Nous autres qui avons fait nos humanités, nous savons tous la rigueur avec laquelle nos maîtres nous enseignaient la méthode scientifique qu’est la méthode comparative traditionnelle en philologie classique. Et Cheikh Anta Diop appréciait la valeur de cette méthode qui a établi, d’une manière éclatante, la parenté des langues indo-européennes. C’est la raison pour laquelle, en préliminaire à son travail de linguiste expérimenté, à savoir « La parenté génétique de l’égyptien pharaonique et des langues négro-africaines » (Présence africaine, Paris, 1977), il consacre quelques pages à la méthode en question, en mettant l’accent sur « les lois de GRIMM », etc.

En conclusion à sa « démonstration », M. T. Obenga espère que le vœu de son maître Cheikh Anta Diop « aura été exaucé » (cf. op. cit., p. 321). Il faut dire que le respect et le souci de la collaboration loyale auraient dû le dispenser d’un tel espoir. .

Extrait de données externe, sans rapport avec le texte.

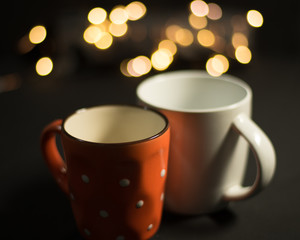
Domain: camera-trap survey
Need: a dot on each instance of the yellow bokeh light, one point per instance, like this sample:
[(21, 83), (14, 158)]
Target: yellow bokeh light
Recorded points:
[(199, 8), (243, 54), (184, 37), (169, 45), (141, 65), (239, 39), (97, 15), (92, 34), (130, 69), (220, 63), (135, 10), (161, 59), (37, 34), (44, 66), (118, 15), (197, 22), (217, 65), (255, 18), (171, 32), (105, 41), (206, 38), (215, 11), (118, 30)]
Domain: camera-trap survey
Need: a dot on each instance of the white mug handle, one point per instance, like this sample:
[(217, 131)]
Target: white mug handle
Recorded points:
[(264, 154)]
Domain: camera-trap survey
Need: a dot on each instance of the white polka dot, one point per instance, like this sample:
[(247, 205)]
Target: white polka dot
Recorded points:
[(140, 204), (103, 213), (124, 182), (85, 178), (162, 196), (120, 237), (150, 227), (87, 232)]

S’agissant de la deuxième catégorie de travaux, ils ont, naturellement aussi, été jugés par des linguistes professionnels, plus exactement le principal travail a reçu le jugement d’un professeur de linguistique. Il s’agit de « Parenté génétique… » dont le compte-rendu critique a été fait par M. Mauric Houis dans la revue « Afrique et Langage » (n° 13, 1980, 1er semestre). M. Maurice Houis n’est pas un spécialiste de la comparaison, mais il est habilité à parler de cet ouvrage en tant que linguiste africaniste et surtout en tant que titulaire de la chaire des langues négro-africaines à l’Ecole Pratique des Hautes Études (Sorbonne, Paris). Son compte rendu critique est un peu ambigu. En effet, il commence par reconnaître le caractère positif de l’ouvrage en question. Je le cite :

« Le livre de Cheikh Anta Diop ouvre un dossier… Il oblige à reposer le problème de la relation de l’égyptien aux langues africaines. Il y apporte au plan lexical, et partiellement au plan grammatical, des faits qui justifient des rapprochements qui sont incontestablement interrogateurs ».

Il ajoute ceci : .

« Cheikh Anta Diop donne sur six pages un ensemble de correspondances phonétiques appuyées sur des exemples. Elles son d’un grand intérêt. Il aurait fallu amplifier cette recherche d’autant plus qu’on cerne incontestablement des relations lexicales à travers des correspondances ».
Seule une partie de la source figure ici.